In the midst of the composed context of the Zoo’s park trees, stands our installation: a combination of inflatable pink balloon like sculptures, resting upon a wooden installation. The branches we used are from the Zoo’s enclosures, gnawed and eaten by the animals themselves. These branches have undergone a serie of processes to end up within this installation: From planting, upkeep, harvesting, transportation, planning, placement, animal chewing, removal, and finally the application within the installation. When creating the pink sculptures however, we realised that they were by itself only a tiny amount of material filled with air, and apart from the textile producer have only been touched by our hands.

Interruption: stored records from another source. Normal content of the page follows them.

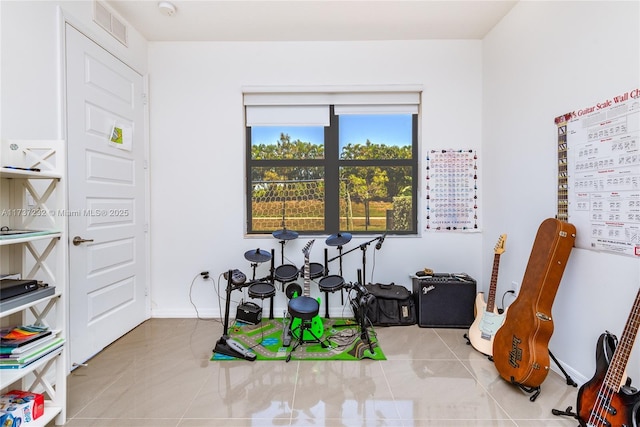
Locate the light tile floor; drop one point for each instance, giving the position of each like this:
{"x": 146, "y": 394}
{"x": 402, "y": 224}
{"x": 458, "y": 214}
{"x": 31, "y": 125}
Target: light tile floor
{"x": 160, "y": 375}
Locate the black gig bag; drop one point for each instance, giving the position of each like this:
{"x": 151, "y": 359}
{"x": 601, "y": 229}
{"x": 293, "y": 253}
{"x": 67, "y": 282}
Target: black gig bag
{"x": 393, "y": 306}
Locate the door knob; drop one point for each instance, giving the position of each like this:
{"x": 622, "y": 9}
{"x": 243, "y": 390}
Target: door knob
{"x": 77, "y": 240}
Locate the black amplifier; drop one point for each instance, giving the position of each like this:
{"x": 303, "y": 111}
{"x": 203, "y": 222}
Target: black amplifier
{"x": 444, "y": 300}
{"x": 249, "y": 312}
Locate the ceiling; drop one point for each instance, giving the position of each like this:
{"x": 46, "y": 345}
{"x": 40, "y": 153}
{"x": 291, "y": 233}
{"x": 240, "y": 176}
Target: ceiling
{"x": 313, "y": 20}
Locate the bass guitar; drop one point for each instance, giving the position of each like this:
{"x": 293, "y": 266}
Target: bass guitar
{"x": 488, "y": 320}
{"x": 607, "y": 399}
{"x": 521, "y": 345}
{"x": 317, "y": 329}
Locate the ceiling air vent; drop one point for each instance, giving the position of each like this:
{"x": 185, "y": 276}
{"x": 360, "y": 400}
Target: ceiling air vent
{"x": 103, "y": 17}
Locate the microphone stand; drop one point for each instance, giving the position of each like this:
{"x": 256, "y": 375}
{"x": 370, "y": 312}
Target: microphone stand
{"x": 363, "y": 248}
{"x": 223, "y": 344}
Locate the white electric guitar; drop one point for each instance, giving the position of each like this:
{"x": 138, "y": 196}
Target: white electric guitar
{"x": 488, "y": 320}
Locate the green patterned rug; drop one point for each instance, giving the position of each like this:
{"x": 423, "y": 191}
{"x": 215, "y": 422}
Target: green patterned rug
{"x": 343, "y": 335}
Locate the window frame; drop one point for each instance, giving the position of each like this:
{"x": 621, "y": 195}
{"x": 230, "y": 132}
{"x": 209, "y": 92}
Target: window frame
{"x": 332, "y": 165}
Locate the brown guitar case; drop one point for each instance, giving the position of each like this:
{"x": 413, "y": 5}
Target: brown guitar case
{"x": 520, "y": 347}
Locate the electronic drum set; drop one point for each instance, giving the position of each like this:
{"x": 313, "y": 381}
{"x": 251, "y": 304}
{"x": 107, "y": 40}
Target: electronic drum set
{"x": 287, "y": 274}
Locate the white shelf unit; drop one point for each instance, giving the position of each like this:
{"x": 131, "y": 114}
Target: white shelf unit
{"x": 33, "y": 199}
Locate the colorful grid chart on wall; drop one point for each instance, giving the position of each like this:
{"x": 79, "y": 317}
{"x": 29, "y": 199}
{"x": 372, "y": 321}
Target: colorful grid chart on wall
{"x": 452, "y": 190}
{"x": 563, "y": 187}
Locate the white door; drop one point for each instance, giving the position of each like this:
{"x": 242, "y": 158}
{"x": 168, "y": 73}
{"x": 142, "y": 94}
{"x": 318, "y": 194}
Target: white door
{"x": 107, "y": 272}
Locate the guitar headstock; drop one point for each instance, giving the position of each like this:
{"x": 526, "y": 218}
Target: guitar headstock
{"x": 307, "y": 248}
{"x": 499, "y": 249}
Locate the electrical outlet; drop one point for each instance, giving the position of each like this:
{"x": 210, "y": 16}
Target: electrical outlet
{"x": 514, "y": 287}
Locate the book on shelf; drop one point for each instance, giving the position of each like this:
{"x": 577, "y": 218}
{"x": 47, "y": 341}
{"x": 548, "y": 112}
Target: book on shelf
{"x": 18, "y": 336}
{"x": 32, "y": 356}
{"x": 36, "y": 353}
{"x": 14, "y": 351}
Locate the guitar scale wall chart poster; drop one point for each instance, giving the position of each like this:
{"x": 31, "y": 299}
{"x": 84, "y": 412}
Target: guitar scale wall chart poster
{"x": 452, "y": 190}
{"x": 602, "y": 144}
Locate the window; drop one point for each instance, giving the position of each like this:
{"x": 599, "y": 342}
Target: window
{"x": 323, "y": 169}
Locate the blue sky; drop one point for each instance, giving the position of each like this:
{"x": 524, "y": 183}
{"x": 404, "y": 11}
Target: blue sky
{"x": 379, "y": 129}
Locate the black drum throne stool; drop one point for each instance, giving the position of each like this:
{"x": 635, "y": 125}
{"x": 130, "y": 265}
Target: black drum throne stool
{"x": 304, "y": 312}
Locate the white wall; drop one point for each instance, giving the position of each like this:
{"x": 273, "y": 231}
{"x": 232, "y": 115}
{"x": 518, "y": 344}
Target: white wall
{"x": 543, "y": 60}
{"x": 198, "y": 151}
{"x": 31, "y": 42}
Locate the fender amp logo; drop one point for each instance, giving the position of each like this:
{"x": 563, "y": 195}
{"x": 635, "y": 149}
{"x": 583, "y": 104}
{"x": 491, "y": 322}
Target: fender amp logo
{"x": 515, "y": 355}
{"x": 427, "y": 289}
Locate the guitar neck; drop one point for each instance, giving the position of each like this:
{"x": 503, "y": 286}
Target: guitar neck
{"x": 491, "y": 298}
{"x": 613, "y": 379}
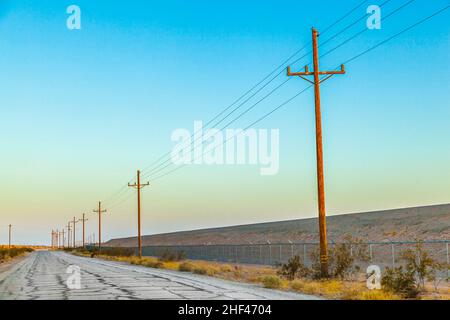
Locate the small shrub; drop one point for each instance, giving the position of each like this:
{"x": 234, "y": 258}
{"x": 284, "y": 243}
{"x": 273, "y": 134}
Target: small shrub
{"x": 342, "y": 259}
{"x": 185, "y": 267}
{"x": 170, "y": 256}
{"x": 294, "y": 268}
{"x": 271, "y": 282}
{"x": 6, "y": 253}
{"x": 400, "y": 281}
{"x": 200, "y": 270}
{"x": 153, "y": 264}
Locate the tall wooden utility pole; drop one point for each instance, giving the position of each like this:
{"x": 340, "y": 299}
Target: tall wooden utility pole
{"x": 74, "y": 222}
{"x": 83, "y": 220}
{"x": 319, "y": 153}
{"x": 99, "y": 211}
{"x": 138, "y": 187}
{"x": 68, "y": 235}
{"x": 63, "y": 240}
{"x": 9, "y": 237}
{"x": 57, "y": 238}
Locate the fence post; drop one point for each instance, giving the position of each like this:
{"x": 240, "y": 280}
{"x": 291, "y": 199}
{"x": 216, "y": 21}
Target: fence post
{"x": 393, "y": 255}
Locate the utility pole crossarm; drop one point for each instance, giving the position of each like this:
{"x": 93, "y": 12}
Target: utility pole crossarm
{"x": 308, "y": 73}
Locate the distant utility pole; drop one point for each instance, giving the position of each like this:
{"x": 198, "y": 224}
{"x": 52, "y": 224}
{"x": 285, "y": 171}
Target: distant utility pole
{"x": 138, "y": 187}
{"x": 319, "y": 152}
{"x": 99, "y": 211}
{"x": 9, "y": 236}
{"x": 83, "y": 220}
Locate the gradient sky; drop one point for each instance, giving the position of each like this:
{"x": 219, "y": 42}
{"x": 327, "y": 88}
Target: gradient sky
{"x": 81, "y": 110}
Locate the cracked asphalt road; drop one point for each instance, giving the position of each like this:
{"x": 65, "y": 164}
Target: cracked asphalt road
{"x": 42, "y": 275}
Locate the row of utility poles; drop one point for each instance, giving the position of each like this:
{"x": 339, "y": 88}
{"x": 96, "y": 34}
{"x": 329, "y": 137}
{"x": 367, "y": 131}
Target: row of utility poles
{"x": 317, "y": 80}
{"x": 57, "y": 237}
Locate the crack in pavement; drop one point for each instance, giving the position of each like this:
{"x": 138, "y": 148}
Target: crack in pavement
{"x": 42, "y": 275}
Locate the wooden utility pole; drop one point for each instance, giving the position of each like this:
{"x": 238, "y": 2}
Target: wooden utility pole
{"x": 68, "y": 235}
{"x": 63, "y": 240}
{"x": 319, "y": 152}
{"x": 83, "y": 220}
{"x": 138, "y": 187}
{"x": 99, "y": 211}
{"x": 74, "y": 222}
{"x": 9, "y": 237}
{"x": 57, "y": 238}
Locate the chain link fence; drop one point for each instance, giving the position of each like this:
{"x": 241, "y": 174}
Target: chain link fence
{"x": 383, "y": 254}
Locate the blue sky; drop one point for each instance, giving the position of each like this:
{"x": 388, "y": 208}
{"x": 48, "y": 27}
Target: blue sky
{"x": 81, "y": 110}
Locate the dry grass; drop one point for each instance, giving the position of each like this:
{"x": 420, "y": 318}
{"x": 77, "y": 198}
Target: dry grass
{"x": 7, "y": 253}
{"x": 267, "y": 277}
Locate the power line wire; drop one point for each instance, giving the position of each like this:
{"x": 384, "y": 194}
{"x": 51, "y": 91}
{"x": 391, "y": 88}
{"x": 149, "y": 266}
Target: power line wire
{"x": 346, "y": 62}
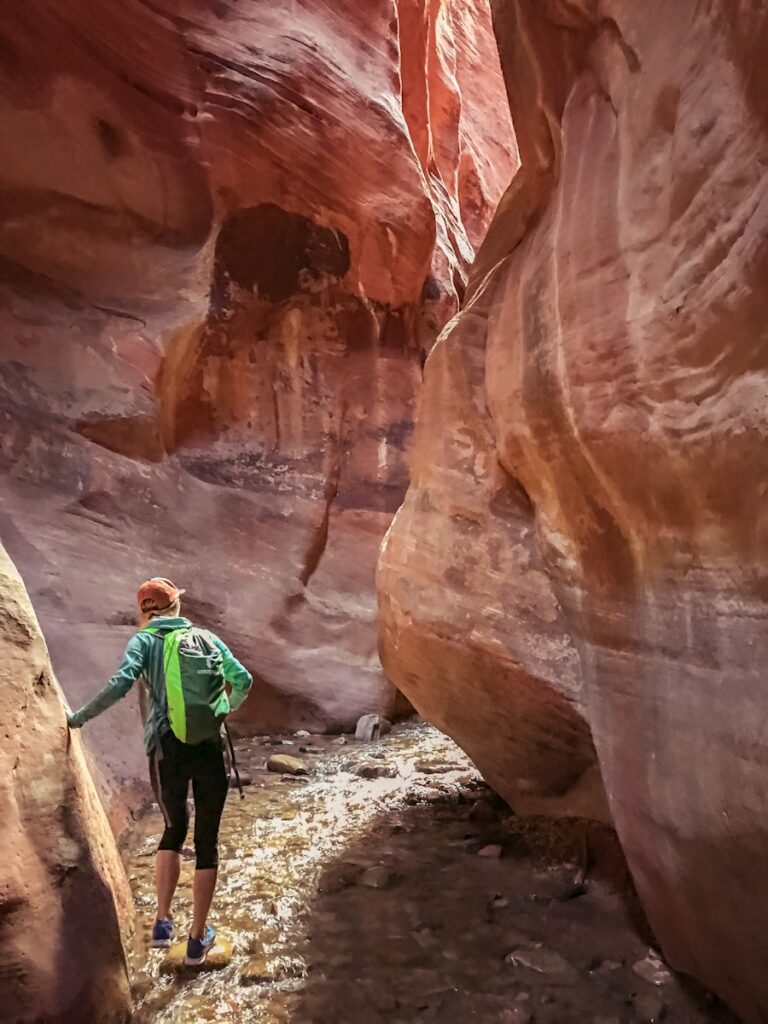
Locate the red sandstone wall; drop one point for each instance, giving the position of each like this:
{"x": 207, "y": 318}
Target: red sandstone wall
{"x": 64, "y": 895}
{"x": 582, "y": 555}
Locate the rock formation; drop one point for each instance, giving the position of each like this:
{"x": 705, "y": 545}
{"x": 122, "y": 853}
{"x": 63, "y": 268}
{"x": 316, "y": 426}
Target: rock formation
{"x": 582, "y": 555}
{"x": 232, "y": 231}
{"x": 64, "y": 894}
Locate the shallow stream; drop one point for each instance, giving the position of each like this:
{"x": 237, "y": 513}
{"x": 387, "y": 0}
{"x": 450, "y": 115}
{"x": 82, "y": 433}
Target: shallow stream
{"x": 388, "y": 886}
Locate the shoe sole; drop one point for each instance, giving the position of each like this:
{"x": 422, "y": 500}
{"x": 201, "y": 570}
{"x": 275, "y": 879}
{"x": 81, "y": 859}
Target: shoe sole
{"x": 189, "y": 962}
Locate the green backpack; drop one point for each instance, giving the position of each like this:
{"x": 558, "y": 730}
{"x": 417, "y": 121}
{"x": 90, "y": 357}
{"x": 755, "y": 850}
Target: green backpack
{"x": 195, "y": 685}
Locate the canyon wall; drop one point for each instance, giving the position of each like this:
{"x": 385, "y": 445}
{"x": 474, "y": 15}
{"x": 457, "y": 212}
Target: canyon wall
{"x": 231, "y": 233}
{"x": 576, "y": 586}
{"x": 64, "y": 895}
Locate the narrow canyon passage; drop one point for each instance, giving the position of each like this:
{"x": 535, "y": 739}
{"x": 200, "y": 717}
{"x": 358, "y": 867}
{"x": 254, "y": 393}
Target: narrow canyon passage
{"x": 422, "y": 343}
{"x": 390, "y": 886}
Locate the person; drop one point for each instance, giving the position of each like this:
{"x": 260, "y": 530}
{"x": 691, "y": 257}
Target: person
{"x": 173, "y": 763}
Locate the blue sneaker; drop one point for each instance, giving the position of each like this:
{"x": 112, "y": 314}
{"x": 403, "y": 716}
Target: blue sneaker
{"x": 162, "y": 934}
{"x": 198, "y": 949}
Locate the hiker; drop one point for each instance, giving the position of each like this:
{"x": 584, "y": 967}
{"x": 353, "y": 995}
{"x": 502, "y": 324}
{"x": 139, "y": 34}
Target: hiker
{"x": 184, "y": 670}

These difference’s in proces make us wonder, how do we define an object as being “natural”? Together they form a different kind of reality, A reality which forms a metaphor in exploring interdependence between people and their environment.
/ Interdependent Tree
Royal Zoo Artis – Amsterdam
04.2018 – 08.2018
Nylon, gnawed branches (by animals in Artis), elastic, jute rope, metal, air-blowers.
When is something artificially created and when does it qualify as naturally grown? What’s the effect of human intervention or handmade creation within the realm of nature? These are questions that came to mind when we were asked to create an installation for Artis Zoo in Amsterdam; a context where “the natural” constantly transitions and intersects with “the artificial”.